The Detroit Free Press has reported a terrifying event that is almost anyone's fear. A child in in Blackman Township area went trick or treating and when the family came home to check out the candy they found it tainted. The child found a thumbtack stuck into a Tootsie Roll. The family connected the Department of Public Safety and they department posted this statement on Facebook...
*Warning*
We are currently taking a report of a thumb-tack found in a Tootsie Roll. The child did their Trick or Treating in the Birdland Subdivision off of Lansing Avenue in Blackman Township. We recommend discarding your child's candy, if you received candy in this neighborhood. We will update you with further information as it is known.
The good news that the child is unharmed and now other parents know to double their kids candy.
This got me thinking to how often kids candy is poisoned or tampered with each year at Halloween and this is what I found.
According to the Good News Network, Joel Best, a professor of Sociology and Criminal Justice at the University of Delaware who’s been studying the urban legends of candy laced with poisons, drugs, or sharp objects since 1985 stated that he
has never found a single case where a stranger handed out candy that had been tampered with.
Another news source, Fact Checker claims that...

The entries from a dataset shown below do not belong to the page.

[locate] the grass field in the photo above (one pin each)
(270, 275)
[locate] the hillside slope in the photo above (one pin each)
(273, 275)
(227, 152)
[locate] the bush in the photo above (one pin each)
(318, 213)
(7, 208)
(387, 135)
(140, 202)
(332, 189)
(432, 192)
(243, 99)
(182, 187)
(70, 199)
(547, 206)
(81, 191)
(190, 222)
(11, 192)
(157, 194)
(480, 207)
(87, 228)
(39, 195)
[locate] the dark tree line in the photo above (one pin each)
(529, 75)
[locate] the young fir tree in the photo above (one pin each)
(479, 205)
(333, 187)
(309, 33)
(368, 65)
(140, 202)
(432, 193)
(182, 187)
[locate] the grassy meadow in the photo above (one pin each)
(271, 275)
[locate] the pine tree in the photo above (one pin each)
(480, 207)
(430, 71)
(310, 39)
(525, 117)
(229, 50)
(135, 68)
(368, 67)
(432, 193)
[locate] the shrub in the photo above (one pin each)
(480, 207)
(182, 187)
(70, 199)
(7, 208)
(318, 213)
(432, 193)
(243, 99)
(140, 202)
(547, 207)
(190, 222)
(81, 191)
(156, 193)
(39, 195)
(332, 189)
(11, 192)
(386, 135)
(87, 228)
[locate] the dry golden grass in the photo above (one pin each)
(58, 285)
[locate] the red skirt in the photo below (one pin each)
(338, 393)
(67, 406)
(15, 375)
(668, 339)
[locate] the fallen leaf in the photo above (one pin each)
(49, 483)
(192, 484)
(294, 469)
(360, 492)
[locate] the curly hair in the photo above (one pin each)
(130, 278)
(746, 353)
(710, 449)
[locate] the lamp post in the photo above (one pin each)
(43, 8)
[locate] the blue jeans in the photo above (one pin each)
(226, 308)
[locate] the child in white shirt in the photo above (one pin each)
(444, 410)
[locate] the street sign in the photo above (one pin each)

Nearly all such cases turn out to be nothing: they’re pranks played by children on their parents, siblings, or friends; they’re false reports generated by attention-seeking children and adults; they involve material that accidentally, rather than deliberately, ends up in children’s goodie bags; or they’re examples of coincidence mistaken for causation (e.g., a person eats a piece of candy and shortly afterwards feels ill, then erroneously attributes the illness to tainted Halloween candy). But often no follow-ups are done on such news stories after the initial, unconfirmed reports, leaving the public with the impression that all of them involved genuine cases of tainted candy being distributed to trick-or-treaters.
That is positive news, but what I find interesting, is that when I did google search for tainted Halloween candy, check out a few of the other articles I found besides of Michigan case...
CBS news reported...Police in the Massachusetts town of Marshfield are advising local residents to throw Twizzlers away after two packages were found to contain sewing needles.
KIRO 7 reported...Police in Omark, Washington are investigating two separate reports of straight pins found in boxes of Nerds Candy. The pins tips were the same color as the candy.
FOX 40 NEWS reported that...Police say one family in the Burchell Hill neighborhood of Oakdale (CA) found metal objects inside of five pieces of their kid's trick-or-treating candy. Police have ruled out a manufacturing error, saying they are confident someone must have put the metal objects inside the candy on purpose.
That is 4 cases this Halloween...we may never know why someone would do that or if it just an urban myth moving forward. In any case, I would check the candy twice.